И вот однажды я, уже мечтающий о вдохновении, под впечатлением посмертной выставки Флавицкого, — там поразил меня его эскиз-набросок «Голгофа». На первом плане случайно сбежавшаяся иерусалимская толпа смотрела вдаль, на Голгофу, где поднимался крест с пригвожденным Христом; и там толпа отодвигалась, давая место кресту... Мне захотелось эту грандиозную тему разработать значительнее такого беглого наброска Флавицкого. Я долго собирался. И вот — наконец-то передо мною холст. Я один, в особом чаянии вдохновения, чертил и отыскивал, воображая живую сцену Голгофы. Невольно начал я напевать из оперы «Роберт-дьявол» арию «Восстаньте все мертвые из гробов». Расправив мантию в виде крыльев, в опере пел ее страшный бас, на кладбище, в ожидании теней; тени появлялись сначала огоньками...
День был пасмурный, ноябрьский, в комнате моей был полумрак, и я все живее и живее чувствовал себя во власти вдохновения.
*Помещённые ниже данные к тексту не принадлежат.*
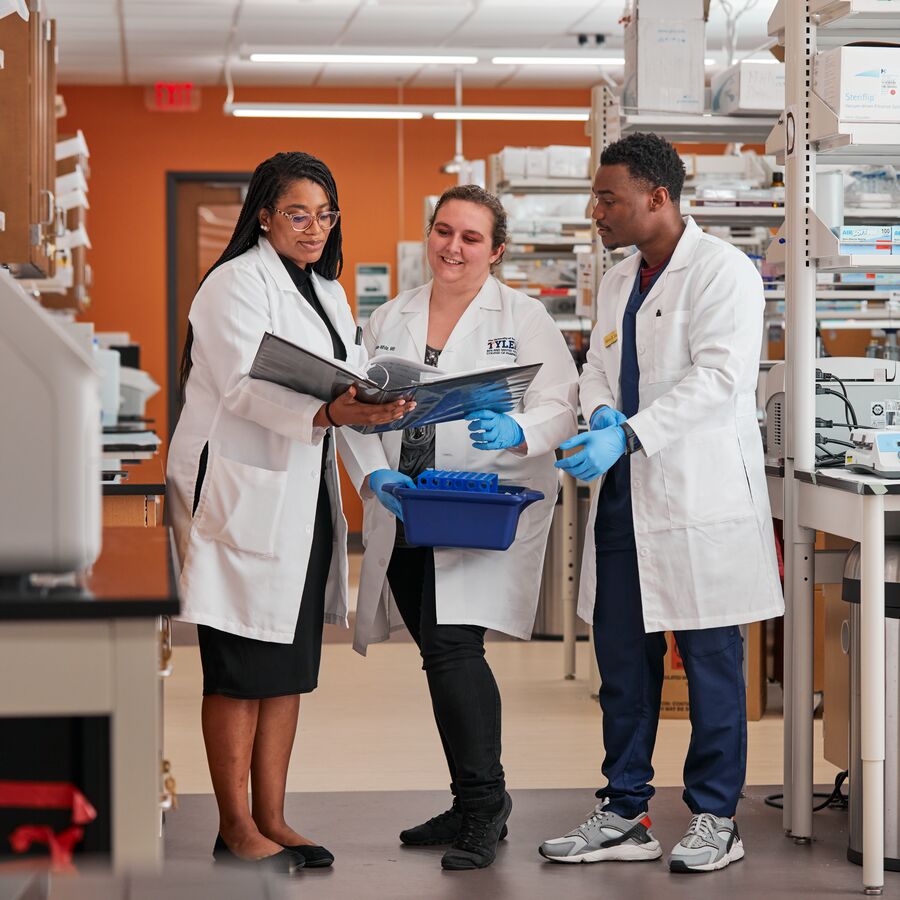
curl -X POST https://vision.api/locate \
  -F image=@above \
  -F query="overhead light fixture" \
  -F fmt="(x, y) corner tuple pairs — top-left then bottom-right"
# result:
(249, 52), (478, 65)
(491, 56), (625, 66)
(433, 108), (589, 122)
(491, 56), (717, 67)
(225, 103), (424, 119)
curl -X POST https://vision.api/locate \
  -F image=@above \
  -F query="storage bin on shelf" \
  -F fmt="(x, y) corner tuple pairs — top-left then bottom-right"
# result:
(383, 469), (543, 551)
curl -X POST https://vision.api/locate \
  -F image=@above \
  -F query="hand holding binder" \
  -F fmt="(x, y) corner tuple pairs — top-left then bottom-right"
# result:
(249, 332), (542, 434)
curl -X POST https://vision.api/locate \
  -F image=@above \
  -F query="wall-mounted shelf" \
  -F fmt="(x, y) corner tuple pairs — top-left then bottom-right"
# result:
(682, 204), (784, 225)
(770, 0), (900, 45)
(764, 287), (900, 300)
(768, 94), (900, 165)
(810, 209), (900, 271)
(495, 178), (590, 194)
(616, 109), (775, 144)
(766, 224), (787, 265)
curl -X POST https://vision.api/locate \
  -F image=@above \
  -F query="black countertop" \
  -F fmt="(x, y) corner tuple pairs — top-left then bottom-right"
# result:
(102, 455), (166, 497)
(0, 527), (180, 621)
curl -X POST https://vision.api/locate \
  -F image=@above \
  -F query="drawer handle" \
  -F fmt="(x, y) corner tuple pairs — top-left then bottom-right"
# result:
(160, 759), (178, 811)
(39, 189), (55, 226)
(159, 615), (173, 676)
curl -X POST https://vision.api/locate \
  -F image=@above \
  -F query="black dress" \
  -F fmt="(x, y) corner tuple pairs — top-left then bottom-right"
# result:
(197, 256), (346, 699)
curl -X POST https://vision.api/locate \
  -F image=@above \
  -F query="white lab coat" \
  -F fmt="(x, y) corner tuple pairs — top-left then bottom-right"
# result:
(348, 276), (578, 654)
(167, 237), (386, 643)
(577, 217), (784, 633)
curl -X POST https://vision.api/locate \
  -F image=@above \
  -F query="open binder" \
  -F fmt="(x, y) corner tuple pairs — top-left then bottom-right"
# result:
(249, 331), (542, 434)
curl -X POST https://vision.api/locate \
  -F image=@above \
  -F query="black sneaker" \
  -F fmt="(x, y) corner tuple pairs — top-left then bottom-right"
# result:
(441, 792), (512, 870)
(400, 799), (509, 847)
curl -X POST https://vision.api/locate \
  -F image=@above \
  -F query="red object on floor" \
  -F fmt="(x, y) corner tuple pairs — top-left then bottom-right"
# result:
(0, 781), (97, 871)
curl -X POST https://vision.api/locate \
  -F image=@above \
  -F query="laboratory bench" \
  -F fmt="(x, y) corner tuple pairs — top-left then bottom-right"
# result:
(769, 464), (900, 889)
(0, 526), (180, 871)
(102, 454), (165, 527)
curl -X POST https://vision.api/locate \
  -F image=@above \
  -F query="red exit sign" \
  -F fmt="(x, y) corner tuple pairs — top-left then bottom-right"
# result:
(145, 83), (201, 112)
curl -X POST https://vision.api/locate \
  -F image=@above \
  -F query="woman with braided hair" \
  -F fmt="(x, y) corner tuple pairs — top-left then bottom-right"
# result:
(168, 151), (408, 873)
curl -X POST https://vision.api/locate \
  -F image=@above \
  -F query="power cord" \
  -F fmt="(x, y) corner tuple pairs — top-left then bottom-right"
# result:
(815, 386), (859, 428)
(764, 770), (849, 811)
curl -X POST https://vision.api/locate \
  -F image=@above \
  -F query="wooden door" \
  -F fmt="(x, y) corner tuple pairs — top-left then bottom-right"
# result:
(166, 174), (364, 532)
Голгофа не только рисовалась мне ясно, но мне казалось, я уже и сам был там. Со страхом колыхался я в толпе, давая место кресту. Сбежавшаяся масса люда стояла вдали. Близкие Христу — мать, ученики и друзья — долго, только издали, трепетали, онемев от отчаяния и горя. Страха ради, они не смели подойти ближе. Мать упала от изнеможения. С ними, в этой темной, страшной трагедии, я потерялся до самозабвения. Солнечное затмение. Тьма... И церковная завеса разорвалась, и все внутри у меня рвалось... Как музыки, хотелось рыданий... Благодетельная темнота затмения. В темноте, понемногу и невольно, близкие добираются до креста... Неузнаваемый, в потоках запекающейся крови, он узнал их... Он им обрадовался... Он им говорил и успокаивал их: «Не горюй, мать, — Иоанн тебе заменит сына...» Лицо его едва можно было узнать: терновые колючки, крепко прикрученные к голове, все более впивались в голову и в шею; он был страшен в своем кровяном покрове; местами потоки струились, блестя от факелов. «Боже, Боже, за что же ты меня оставил!..»
И крест почти весь казался красным, блестящим от кровяных ручьев...
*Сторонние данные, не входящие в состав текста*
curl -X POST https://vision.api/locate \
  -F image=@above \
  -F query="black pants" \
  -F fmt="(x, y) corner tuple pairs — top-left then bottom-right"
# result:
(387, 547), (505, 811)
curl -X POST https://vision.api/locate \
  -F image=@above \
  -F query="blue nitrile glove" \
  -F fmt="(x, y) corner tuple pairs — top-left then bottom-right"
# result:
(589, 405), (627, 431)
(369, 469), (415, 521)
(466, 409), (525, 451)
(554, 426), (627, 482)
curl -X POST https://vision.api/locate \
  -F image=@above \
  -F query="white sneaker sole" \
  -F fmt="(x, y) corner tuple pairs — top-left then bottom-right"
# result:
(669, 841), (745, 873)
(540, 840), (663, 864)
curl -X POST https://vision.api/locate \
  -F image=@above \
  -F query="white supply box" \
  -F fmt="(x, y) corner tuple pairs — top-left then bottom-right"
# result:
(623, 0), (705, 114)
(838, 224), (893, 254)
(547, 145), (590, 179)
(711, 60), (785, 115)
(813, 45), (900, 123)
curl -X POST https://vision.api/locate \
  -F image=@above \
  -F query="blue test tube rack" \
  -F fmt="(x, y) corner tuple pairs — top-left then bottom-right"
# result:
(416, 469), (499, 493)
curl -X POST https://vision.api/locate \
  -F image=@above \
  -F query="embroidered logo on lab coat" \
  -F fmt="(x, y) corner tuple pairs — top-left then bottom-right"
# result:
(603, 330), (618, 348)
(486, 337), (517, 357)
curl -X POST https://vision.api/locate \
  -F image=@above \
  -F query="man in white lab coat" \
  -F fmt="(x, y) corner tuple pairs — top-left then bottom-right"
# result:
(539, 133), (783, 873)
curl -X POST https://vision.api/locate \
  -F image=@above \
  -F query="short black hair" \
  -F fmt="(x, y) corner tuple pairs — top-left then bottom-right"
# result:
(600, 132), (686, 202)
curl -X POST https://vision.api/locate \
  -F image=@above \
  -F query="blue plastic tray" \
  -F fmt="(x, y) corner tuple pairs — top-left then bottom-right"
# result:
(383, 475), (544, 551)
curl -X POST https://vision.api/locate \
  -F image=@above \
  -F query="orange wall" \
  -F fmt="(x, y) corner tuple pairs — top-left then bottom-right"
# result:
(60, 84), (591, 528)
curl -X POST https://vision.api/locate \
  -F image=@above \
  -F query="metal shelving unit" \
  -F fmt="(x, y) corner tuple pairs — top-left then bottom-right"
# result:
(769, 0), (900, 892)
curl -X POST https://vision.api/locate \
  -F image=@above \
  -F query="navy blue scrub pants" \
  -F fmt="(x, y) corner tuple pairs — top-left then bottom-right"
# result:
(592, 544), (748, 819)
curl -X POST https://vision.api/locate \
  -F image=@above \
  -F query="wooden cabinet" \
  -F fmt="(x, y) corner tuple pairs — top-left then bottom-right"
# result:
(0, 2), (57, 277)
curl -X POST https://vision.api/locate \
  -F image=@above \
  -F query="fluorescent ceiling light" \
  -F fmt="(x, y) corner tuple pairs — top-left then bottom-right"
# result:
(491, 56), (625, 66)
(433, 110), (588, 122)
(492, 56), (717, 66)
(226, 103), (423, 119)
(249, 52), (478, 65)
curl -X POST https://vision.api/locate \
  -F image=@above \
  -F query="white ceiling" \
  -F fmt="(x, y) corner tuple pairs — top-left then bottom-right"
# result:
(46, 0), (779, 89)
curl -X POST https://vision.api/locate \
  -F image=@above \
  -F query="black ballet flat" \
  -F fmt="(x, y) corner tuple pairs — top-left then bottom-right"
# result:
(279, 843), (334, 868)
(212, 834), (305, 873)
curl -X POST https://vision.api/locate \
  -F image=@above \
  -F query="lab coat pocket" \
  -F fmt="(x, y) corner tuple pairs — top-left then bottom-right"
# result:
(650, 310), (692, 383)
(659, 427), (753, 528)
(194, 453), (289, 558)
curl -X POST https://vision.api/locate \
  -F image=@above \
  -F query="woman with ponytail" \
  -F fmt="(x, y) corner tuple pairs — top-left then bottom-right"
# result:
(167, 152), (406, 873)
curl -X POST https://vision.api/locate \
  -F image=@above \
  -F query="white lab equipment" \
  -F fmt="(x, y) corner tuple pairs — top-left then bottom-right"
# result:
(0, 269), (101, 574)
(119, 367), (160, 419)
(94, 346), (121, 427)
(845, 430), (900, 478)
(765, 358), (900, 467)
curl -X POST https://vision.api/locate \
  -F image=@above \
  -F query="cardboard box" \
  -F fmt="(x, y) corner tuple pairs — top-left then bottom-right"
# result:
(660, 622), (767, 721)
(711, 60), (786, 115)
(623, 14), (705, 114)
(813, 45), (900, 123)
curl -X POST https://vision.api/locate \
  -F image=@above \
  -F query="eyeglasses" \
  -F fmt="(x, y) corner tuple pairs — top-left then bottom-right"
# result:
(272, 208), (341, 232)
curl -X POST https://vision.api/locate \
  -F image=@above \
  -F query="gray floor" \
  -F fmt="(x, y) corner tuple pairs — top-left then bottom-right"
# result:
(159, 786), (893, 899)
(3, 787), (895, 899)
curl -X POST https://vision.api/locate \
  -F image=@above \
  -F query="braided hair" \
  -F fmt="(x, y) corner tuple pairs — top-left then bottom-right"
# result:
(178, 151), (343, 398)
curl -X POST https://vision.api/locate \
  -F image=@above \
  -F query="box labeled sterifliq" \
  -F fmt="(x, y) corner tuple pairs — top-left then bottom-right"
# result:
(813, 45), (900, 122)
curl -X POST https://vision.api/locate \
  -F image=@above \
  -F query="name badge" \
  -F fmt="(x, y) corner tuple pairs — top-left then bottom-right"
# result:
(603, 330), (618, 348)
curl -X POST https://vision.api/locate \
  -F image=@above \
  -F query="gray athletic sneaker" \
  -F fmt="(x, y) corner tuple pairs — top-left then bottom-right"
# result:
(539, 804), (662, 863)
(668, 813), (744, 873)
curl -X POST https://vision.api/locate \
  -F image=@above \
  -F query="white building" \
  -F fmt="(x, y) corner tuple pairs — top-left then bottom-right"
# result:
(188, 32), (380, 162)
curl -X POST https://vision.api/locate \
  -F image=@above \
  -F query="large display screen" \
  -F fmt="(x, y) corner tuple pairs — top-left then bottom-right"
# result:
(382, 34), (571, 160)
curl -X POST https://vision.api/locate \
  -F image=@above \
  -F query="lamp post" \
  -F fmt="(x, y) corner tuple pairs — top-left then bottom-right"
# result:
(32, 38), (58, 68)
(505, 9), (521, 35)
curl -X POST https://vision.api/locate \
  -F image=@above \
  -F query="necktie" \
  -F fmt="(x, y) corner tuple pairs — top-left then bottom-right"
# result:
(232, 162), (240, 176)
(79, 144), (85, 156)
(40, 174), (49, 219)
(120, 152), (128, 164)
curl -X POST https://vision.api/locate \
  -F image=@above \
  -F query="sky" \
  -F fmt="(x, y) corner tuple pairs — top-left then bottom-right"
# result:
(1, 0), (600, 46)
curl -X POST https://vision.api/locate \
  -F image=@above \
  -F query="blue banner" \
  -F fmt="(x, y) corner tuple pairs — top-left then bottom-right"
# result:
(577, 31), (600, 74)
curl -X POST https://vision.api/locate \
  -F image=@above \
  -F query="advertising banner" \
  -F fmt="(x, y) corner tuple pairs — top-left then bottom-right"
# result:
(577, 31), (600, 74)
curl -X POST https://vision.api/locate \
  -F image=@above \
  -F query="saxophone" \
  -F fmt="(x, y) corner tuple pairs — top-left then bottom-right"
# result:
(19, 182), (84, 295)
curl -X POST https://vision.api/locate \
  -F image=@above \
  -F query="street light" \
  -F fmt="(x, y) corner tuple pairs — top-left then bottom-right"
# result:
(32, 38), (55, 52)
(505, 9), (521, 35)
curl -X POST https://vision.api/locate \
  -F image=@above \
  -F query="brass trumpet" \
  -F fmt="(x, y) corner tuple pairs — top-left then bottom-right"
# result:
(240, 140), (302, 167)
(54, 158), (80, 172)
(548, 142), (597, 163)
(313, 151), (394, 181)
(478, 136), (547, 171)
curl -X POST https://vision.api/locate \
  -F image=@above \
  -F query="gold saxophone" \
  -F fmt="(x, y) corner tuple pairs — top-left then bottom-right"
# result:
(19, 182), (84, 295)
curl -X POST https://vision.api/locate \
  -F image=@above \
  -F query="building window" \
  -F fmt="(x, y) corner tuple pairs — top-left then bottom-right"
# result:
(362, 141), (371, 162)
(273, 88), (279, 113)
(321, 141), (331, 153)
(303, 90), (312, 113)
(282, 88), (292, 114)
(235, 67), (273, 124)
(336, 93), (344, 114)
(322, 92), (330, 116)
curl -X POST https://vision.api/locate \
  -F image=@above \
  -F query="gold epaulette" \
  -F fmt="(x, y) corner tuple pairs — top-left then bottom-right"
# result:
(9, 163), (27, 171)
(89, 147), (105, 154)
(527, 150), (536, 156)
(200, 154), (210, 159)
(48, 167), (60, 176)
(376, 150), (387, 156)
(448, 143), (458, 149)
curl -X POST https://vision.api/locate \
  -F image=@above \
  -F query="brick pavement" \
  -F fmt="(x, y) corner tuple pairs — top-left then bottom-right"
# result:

Есть особое, поглощающее очарование в трагизме. Я испытал это, когда писал академическую программу «Смерть дочери Иаира». Более месяца сначала я компоновал картину: переставлял фигуры, изменял их движения и главным образом искал красивых линий, пятна и классических форм в массах. В то же время, под влиянием разговоров с Крамским, я все более устанавливался в отрицании и классического направления и академической школы живописи во имя нашей русской реальной самобытности в искусстве. Наконец дошло до того, что я решил совсем бросить Академию художеств, выйти из Академии на свой страх и начать жизнь по-новому.
По дороге от Крамского к себе (очень много хороших новых мыслей мне приходило в пути, особенно если путь был дальний) я вдруг осеняюсь мыслью: да нельзя ли эту же тему — «Смерть дочери Иаира» — на этом же большом холсте сейчас же, т.е. завтра, и начать по-новому, по-живому, как мерещится у меня в воображении эта сцена? Припомню настроение, когда умерла моя сестра Устя и как это поразило всю семью: и дом и комнаты — все как-то потемнело, сжалось в горе и давило.
Нельзя ли это как-нибудь выразить; что будет, то будет. Скорей бы утро. И вот я принялся с утра. Я принялся, без всякой оглядки, стирать большою тряпкою всю мою академическую работу четырех месяцев. Угля уже наслоилось так густо и толсто на холсте, что я скоро догадался вытирать только светлые места, и это быстро начало увлекать меня в широкие массы света и тени*.
Итак, я перед большим холстом, который начинает втягивать меня своим мрачным тоном. Смелая постановка реальной сцены обуревала меня ускоренным темпом, и к вечеру я уже решил фиксировать уголь, так как и руки и даже платок носовой мой были, как у углекопа из «Жерминаля» Золя. Утро. Краска — простая черная кость (бейн-шварц) — особенно отвечала моему настроению, когда по зафиксированному углю я покрывал ею темные места на холсте. К вечеру картина моя уже была так впечатлительна, что у меня самого проходила какая-то дрожь по спине.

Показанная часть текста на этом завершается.